Much of the cost-effectiveness debate in the cervical spine literature focuses on the cost and value difference between an anterior cervical discectomy and fusion and a cervical disc replacement. There is literature supporting the superior value of each technique over the other.

Much of the literature advocating the superior value of the CDR over the ACDF comes from the initial, randomized clinical trials sponsored by the device companies and administrated by the physicians who helped design the devices and who may be investors in the companies themselves. This obviously imposes a potential source of bias on all of the data. In addition, the patients in these studies were perfectly screened. As new products make their way out into the community and away from these stringent surgical requirements, the initial excellent results may not be reproduced. This might be the case with CDRs. Recent research outside the realm of the IDE studies seems to indicate increased rates of heterotopic ossification than previously reported and equivalent levels of adjacent segment disease when compared to ACDFs [25,26,27,28,29]. In one study, the rates of surgical revision were actually higher in the CDR group [30]. This would greatly confound the value data that currently suggests a CDR is a more valuable procedure than an ACDF . As much of the data on CDRs originates from IDE studies that employ ideal indications for surgery, the studies themselves favor successful results.

There are other confounding variables within the CDR studies that could possibly alter the results of a cost/value analysis. Some of the data suggesting that the CDR is a more valuable procedure relies on the fact that the surgeon’s fees for this procedure are markedly lower than for an ACDF [15].

In addition, the speed at which patients return to work appears to be one of the more important variables affecting the overall value of these procedures. CDR patients had a much higher return to work rate when compared to ACDF patients [14]. One study even showed that CDR patients returned to work 38 days quicker than ACDF patients [31]. A quicker return to work leads to markedly lower indirect costs. Interestingly, this phenomenon appears to be completely surgeon generated as there is no good data regarding the appropriate timing for return to work after either of these procedures. One could argue that surgeons are iatrogenically inflating the long-term costs of an ACDF by requiring the use of rigid collars and keeping patients out of work for extended periods of time. The use of a rigid collar is a significant impediment to return to work after an ACDF, and current literature does not support the use of a collar in one-level fusions [32].

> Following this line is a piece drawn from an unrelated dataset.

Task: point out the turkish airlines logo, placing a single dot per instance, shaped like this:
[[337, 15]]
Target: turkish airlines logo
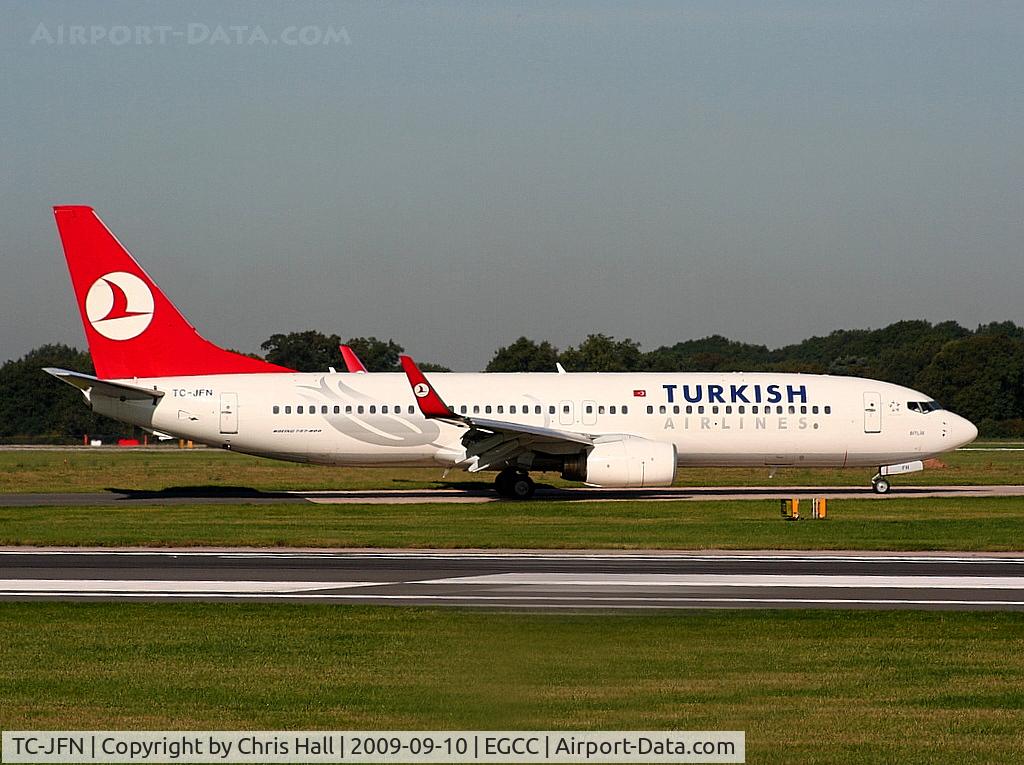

A foraminotomy has been shown to be much more cost-effective in a population of people with a physically demanding job. Aside from the difference in cost between a foraminotomy and any instrumented procedure, much of the cost savings revolve around the quicker return to work. In cases of single-level cervical radiculopathy, a foraminotomy demonstrates clinical equipoise to an ACDF (and thus a CDR) while providing improved short-term (due to lack of instrumentation) and long-term costs given the similar revision rates and quicker returns to work.

Conclusion

Given the state of modern healthcare, it is imperative that all medical interventions not only be scrutinized for their success rates but also for the overall value. ACDFs, CDRs, and PCFs are all viable options for the treatment of one-level cervical radiculopathy. Currently, both a CDR and PCF appear to be more valuable interventions for properly indicated patients. However, newer research does seem to question the initial value improvement espoused by CDR supporters. Overall, there is a dearth of literature looking at the value of cervical spine surgery. The few papers that exist contain potentially significant bias and also do not portend a consistent means of measuring value. As with all academic endeavors, more research needs to be done.